Lo que está empezando a formarse en el Pacífico podría tener consecuencias directas en España. No es una exageración: los expertos advierten de un posible “Superniño”, un fenómeno capaz de alterar el clima global y disparar temperaturas y eventos extremos en los próximos años.
Qué es el “Superniño” y por qué preocupa
El llamado Superniño no es más que una versión intensificada del fenómeno climático conocido como El Niño, una alteración en la temperatura del océano Pacífico que desestabiliza la circulación atmosférica global.
En condiciones normales, los vientos desplazan el agua caliente hacia Asia, permitiendo que aflore agua fría desde las profundidades. Sin embargo, durante El Niño, este equilibrio se rompe:
- Los vientos se debilitan
- El agua caliente se desplaza hacia América
- Se altera el sistema climático mundial
Cuando este proceso alcanza niveles extremos, se habla de “Superniño”, un episodio mucho más intenso y con mayor impacto global.
Un fenómeno con alta probabilidad y efectos globales
Según la Administración Nacional Oceánica y Atmosférica de Estados Unidos (NOAA), existe una alta probabilidad de que este nuevo ciclo se consolide entre finales del verano y el otoño de 2026.
Algunos modelos europeos elevan la alerta:
- Hasta un 75 % de probabilidades de que sea especialmente intenso
- Posible impacto prolongado durante meses o incluso años
Las consecuencias ya están claras en otras regiones:
- Inundaciones en zonas de América
- Sequías severas en otras partes del planeta
- Alteraciones en corrientes atmosféricas clave
España y el sur de Europa: calor más largo y extremo
Aunque El Niño se origina en el Pacífico, sus efectos llegan a Europa.
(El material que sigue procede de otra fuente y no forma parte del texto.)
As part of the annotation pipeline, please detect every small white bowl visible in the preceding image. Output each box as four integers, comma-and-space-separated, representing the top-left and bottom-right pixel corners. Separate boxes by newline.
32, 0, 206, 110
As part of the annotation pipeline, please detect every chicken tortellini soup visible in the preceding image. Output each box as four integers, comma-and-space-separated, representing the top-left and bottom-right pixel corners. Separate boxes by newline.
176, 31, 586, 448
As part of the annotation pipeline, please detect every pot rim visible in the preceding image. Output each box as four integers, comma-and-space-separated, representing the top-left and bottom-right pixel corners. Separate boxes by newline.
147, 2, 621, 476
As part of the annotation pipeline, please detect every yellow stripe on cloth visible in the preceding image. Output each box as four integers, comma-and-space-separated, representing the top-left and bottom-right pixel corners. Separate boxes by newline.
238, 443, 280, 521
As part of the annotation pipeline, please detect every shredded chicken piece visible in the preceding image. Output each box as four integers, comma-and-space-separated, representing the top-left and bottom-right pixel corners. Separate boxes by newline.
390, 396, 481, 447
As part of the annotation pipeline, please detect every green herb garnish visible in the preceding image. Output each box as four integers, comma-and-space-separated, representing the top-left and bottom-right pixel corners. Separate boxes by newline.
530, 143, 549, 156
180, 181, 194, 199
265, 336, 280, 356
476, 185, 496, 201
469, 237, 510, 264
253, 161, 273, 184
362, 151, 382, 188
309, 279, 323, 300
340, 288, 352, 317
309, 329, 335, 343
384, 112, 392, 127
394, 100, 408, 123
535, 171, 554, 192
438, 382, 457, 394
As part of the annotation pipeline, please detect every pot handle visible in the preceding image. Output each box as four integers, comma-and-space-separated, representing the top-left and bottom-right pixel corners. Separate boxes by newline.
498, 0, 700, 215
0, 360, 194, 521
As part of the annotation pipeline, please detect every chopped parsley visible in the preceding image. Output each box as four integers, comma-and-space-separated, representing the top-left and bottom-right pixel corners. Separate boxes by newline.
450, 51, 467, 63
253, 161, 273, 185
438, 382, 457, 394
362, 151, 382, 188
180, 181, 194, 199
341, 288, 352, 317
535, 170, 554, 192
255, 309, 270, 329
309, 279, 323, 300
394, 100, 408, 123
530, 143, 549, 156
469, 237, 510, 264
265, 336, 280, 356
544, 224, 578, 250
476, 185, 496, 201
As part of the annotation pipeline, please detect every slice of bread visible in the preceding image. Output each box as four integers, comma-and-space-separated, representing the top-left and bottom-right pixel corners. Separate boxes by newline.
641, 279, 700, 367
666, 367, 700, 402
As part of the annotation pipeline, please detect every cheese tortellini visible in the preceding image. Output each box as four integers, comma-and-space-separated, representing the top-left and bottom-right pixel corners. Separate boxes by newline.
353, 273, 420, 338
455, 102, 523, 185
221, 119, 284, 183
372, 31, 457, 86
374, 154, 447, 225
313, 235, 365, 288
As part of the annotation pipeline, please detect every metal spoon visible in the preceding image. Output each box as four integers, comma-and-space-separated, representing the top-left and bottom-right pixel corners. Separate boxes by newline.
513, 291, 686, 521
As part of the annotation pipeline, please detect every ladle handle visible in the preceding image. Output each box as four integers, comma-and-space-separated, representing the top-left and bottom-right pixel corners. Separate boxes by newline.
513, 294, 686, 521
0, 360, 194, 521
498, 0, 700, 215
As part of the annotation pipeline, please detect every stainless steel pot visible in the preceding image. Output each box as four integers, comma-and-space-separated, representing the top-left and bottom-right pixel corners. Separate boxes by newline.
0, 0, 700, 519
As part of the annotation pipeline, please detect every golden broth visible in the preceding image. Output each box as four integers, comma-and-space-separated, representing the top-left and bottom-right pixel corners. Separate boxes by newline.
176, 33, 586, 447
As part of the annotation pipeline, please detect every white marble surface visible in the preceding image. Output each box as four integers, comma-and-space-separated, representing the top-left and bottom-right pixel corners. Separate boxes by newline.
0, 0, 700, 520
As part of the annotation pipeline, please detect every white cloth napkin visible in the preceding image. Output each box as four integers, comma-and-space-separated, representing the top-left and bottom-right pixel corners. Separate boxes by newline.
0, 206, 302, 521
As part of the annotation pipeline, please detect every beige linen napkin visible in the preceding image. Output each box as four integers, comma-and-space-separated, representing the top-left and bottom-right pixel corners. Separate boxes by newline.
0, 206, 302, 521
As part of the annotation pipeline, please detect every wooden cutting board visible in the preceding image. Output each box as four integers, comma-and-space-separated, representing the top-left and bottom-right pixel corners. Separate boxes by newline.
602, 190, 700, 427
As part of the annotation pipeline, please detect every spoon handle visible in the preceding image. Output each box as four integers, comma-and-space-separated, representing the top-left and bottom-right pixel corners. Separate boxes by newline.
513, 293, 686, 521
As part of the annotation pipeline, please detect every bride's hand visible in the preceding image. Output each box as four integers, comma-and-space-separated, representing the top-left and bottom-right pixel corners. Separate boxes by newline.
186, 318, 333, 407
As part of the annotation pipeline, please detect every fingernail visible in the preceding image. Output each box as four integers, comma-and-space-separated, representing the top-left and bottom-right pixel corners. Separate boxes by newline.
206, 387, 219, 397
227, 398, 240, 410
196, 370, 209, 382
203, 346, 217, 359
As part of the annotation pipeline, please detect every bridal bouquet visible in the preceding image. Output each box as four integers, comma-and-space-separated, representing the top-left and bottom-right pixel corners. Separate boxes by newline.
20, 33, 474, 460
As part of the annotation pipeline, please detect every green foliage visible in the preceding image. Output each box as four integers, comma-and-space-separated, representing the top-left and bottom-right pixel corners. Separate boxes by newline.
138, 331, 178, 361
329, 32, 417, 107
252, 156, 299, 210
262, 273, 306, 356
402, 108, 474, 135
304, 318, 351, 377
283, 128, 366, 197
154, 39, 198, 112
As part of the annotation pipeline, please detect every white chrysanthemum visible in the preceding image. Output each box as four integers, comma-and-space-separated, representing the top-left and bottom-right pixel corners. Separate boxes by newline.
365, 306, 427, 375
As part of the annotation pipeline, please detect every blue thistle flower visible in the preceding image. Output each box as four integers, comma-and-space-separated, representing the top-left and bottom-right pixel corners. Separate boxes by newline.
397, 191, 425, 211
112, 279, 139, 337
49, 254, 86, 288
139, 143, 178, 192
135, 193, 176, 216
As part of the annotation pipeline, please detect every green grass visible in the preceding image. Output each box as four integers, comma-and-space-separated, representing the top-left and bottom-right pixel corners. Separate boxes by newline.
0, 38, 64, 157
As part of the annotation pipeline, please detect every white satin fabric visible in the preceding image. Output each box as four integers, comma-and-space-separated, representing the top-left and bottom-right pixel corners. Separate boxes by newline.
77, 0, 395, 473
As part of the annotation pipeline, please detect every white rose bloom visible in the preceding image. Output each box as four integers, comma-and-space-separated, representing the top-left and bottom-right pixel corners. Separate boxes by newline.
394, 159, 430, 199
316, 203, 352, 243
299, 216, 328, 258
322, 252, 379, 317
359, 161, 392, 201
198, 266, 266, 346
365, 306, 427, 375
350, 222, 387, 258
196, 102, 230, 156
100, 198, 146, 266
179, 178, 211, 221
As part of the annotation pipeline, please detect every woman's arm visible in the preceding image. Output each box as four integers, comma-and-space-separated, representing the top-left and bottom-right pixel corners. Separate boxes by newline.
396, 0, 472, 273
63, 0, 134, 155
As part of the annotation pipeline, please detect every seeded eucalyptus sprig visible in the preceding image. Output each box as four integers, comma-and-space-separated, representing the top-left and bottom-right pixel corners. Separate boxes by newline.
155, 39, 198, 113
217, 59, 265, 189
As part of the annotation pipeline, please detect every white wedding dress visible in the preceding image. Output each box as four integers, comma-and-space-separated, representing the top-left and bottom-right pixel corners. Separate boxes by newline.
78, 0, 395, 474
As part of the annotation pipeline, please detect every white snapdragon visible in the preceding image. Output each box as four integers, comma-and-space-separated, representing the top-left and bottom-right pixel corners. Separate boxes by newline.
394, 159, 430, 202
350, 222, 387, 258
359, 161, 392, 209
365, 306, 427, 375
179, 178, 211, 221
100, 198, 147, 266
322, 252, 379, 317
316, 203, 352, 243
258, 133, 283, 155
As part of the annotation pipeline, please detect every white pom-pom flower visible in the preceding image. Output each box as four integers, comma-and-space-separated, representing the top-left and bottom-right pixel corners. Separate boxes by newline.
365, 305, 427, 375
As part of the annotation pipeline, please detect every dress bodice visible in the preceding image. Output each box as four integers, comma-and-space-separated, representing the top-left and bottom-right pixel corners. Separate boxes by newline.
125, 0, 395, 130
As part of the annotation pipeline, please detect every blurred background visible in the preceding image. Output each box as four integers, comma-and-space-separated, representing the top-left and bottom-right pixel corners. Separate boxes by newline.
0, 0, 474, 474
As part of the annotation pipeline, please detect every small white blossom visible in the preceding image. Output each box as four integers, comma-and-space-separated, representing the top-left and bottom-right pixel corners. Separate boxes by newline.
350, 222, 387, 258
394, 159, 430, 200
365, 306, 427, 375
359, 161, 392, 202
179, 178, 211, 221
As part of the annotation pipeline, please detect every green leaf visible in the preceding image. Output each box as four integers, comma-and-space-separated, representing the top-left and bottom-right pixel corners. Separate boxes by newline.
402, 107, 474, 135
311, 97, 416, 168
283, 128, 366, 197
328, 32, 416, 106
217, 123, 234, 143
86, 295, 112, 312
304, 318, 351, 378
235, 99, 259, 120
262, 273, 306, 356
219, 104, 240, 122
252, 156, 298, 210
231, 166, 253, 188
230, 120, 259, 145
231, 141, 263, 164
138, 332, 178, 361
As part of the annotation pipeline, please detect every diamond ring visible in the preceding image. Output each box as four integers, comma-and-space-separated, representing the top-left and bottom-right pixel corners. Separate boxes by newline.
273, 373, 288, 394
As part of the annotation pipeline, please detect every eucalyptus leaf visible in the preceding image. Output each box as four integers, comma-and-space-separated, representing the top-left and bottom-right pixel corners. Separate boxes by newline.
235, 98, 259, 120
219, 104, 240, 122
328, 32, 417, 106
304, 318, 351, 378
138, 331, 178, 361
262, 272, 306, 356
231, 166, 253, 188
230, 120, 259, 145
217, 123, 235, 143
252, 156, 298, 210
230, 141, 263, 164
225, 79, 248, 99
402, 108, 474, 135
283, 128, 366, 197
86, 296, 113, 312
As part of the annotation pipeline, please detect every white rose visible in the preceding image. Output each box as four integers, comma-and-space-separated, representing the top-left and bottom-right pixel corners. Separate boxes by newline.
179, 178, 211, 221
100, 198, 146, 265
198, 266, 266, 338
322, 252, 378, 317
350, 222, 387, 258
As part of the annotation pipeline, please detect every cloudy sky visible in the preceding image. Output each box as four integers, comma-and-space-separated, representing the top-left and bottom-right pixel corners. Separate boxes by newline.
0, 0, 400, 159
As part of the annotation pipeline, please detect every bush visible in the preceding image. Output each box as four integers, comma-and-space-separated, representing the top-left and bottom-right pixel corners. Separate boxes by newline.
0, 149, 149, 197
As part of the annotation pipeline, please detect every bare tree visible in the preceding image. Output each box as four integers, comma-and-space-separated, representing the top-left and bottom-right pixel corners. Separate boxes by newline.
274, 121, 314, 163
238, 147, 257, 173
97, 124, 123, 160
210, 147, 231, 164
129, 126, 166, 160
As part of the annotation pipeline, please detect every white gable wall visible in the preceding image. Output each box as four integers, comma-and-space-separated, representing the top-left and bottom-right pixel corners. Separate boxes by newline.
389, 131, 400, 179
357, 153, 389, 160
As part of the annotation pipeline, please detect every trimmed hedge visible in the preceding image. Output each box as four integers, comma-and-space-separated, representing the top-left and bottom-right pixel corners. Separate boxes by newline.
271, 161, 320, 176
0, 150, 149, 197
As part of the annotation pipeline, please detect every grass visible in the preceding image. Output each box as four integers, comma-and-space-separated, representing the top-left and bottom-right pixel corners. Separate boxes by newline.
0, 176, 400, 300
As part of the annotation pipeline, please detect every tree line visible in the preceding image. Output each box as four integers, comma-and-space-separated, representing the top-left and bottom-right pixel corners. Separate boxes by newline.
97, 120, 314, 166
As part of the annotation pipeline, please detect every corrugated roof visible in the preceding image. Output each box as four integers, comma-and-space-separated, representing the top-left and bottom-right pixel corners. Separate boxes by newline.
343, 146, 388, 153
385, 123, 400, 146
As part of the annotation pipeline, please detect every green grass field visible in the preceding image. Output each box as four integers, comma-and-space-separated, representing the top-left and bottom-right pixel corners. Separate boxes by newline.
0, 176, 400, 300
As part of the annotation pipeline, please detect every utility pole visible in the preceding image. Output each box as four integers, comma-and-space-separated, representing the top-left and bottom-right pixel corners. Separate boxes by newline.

Y especialmente al sur, donde se encuentra España.
Los expertos advierten de un patrón preocupante:
- Olas de calor más largas y persistentes
- Mayor estabilidad atmosférica, lo que bloquea cambios de tiempo
- Alternancia de sequías prolongadas con lluvias intensas
En otras palabras: cuando llegue el calor, se quedará más tiempo.
Esto no es una predicción exacta, pero sí una tendencia observada históricamente durante episodios similares. Y el contexto actual agrava la situación.
Datos que encienden las alarmas
Los registros recientes refuerzan la preocupación:
- Marzo de 2026 ha sido uno de los más cálidos a nivel global
- Temperaturas 1,48 °C por encima de niveles preindustriales
- Europa ya experimenta condiciones más secas de lo habitual
Además, el hielo marino ártico está en mínimos históricos para esta época del año, y las temperaturas oceánicas se acercan a máximos récord.
Todo ello apunta a un sistema climático cada vez más tensionado.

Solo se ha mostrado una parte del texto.